In terms of UI and functionality, it is inferior to Google Analytics, but considering GDPR in Europe and CCPA in California, USA, there may be a view that this level of functionality is sufficient.
What we learned from open source
Exclude bots from measurement
Google Analytics also has a bot traffic exclusion feature. This bot traffic exclusion function is based on the user agent criteria based on the “International Spiders and Bots List” provided by the IAB (Interactive Advertising Bureau; Internet advertising industry group). However, “International Spiders and Bots List” requires a very expensive paid license, so even if you want to use it for measurement tools other than Google Analytics, you can’t do what you want.
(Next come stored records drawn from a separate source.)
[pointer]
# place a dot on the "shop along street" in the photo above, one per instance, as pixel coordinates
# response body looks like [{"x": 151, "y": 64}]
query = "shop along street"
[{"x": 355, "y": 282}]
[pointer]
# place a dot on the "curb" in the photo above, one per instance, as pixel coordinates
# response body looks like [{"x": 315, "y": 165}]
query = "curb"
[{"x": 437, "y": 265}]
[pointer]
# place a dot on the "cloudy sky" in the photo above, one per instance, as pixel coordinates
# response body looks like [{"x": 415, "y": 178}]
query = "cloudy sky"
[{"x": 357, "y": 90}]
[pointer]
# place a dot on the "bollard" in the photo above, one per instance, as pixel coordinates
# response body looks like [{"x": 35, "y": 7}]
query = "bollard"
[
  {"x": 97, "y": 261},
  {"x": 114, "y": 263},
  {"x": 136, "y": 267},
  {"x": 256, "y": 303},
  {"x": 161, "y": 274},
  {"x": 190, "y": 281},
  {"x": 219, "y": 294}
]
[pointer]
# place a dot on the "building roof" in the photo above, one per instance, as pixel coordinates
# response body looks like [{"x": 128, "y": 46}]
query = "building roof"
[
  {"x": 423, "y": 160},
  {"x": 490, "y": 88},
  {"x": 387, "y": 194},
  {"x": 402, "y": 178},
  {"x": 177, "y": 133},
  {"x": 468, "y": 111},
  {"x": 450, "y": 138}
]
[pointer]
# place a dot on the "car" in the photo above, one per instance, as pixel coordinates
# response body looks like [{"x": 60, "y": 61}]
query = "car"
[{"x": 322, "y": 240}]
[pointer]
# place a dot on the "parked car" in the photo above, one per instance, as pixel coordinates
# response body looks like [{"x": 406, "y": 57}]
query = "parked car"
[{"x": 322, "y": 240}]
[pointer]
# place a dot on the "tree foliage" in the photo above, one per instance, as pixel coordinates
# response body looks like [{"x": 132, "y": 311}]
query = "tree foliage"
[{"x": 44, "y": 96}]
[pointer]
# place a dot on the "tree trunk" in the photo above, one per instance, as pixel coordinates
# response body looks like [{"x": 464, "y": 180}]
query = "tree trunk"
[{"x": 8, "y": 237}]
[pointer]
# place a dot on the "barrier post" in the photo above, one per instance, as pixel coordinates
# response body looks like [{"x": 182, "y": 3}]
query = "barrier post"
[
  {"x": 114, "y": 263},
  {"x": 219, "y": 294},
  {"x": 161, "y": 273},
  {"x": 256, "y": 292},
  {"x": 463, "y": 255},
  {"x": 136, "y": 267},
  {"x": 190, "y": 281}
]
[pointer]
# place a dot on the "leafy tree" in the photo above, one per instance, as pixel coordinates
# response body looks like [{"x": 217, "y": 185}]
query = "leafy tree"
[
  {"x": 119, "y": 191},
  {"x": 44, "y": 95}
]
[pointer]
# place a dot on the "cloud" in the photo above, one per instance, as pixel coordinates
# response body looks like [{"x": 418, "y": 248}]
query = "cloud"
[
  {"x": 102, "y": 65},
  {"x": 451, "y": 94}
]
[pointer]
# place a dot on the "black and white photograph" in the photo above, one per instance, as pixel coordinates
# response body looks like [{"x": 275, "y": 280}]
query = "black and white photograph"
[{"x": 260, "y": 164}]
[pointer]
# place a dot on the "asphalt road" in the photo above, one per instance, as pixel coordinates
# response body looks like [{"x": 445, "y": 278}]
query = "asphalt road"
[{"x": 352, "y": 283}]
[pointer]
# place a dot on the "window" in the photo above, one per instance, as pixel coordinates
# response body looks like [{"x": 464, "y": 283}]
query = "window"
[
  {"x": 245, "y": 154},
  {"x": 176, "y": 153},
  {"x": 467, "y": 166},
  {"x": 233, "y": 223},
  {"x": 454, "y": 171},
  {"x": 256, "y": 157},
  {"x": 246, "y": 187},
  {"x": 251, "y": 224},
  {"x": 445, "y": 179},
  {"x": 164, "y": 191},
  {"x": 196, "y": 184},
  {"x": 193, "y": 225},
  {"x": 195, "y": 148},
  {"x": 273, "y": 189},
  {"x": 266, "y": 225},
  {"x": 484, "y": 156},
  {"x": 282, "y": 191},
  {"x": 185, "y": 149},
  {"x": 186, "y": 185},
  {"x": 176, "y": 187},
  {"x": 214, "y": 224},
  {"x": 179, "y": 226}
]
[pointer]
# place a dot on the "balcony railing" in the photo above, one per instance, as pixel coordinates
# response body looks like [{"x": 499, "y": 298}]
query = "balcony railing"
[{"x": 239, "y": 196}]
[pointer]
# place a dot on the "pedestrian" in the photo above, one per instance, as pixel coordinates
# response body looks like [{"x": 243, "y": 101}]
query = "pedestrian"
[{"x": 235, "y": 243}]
In “GoatCounter”, Github’s source code (zgoat/goatcounter/public/count.js) uses global variables specific to headless browsers such as “PhantomJS”, “Nightmare”, “WebDriver”, and “Selenium” as conditions. It seems to be doing bot judgment.
In particular,
// backend, but these properties can't be fetched from there.
var is_bot = function() {
// Headless browsers are probably a bot.
if (w.callPhantom || w._phantom || w.phantom)
return 150
if (w.__nightmare)
return 151
if (d.__selenium_unwrapped || d.__webdriver_evaluate || d.__driver_evaluate)
return 152
if (navigator.webdriver)
return 153
return 0
}
It uses source code like
If you’re working with a headless browser programmatically, it’s easy to change the user agent, causing a misclassification. Using global variables unique to headless browsers, like the source code above, seems to minimize such omissions.
If you are running a website with a lot of bot inflows, it is a good idea to use Google Tag Manager to create a custom JavaScript variable like the one above, perform bot judgment, and then execute various tags. prize.
URL, referrer canonicalization
The source code of matomo analytics includes the following source code (adjust line breaks, number of spaces, etc.).
/*
* Fix-up URL when page rendered from search engine cache or translated page
*/
function urlFixup(hostName, href, referrer) {
if (!hostName) {
hostName = '';
}
if (!href) {
href = '';
}
if (hostName === 'translate.googleusercontent.com') { // Google
if (referrer === '') {
referrer = href;
}
href = getUrlParameter(href, 'u');
hostName = getHostName(href);
} else if (hostName === 'cc.bingj.com' || // Bing
hostName === 'webcache.googleusercontent.com' || // Google
hostName.slice(0, 5) === '74.6.') { // Yahoo (via Inktomi 74.6.0.0/16)
href = documentAlias.links[0].href;
hostName = getHostName(href);
}
return [hostName, href, referrer];
}
In this source code, processing is performed to correct the URL and referrer when displayed as a search engine cache or as an automatic translation page. For example, when displayed as Google’s automatic translation page, if there is no referrer, set your own page (automatic translation URL) as a referrer, or when displayed as a cache of Bing, Google, Yahoo, etc. now retrieves the original page URL instead of the cached URL for the current page URL.
summary
There are many other things that can be learned from the source code of open source web analysis tools other than those introduced here. In particular, the identification of the first bot introduced this time is eye-opening. If your site provides a lot of data and you think that you are receiving a lot of bot access from third-party developers, implement the above logic as a variable in Google Tag Manager etc. , Google Analytics, etc.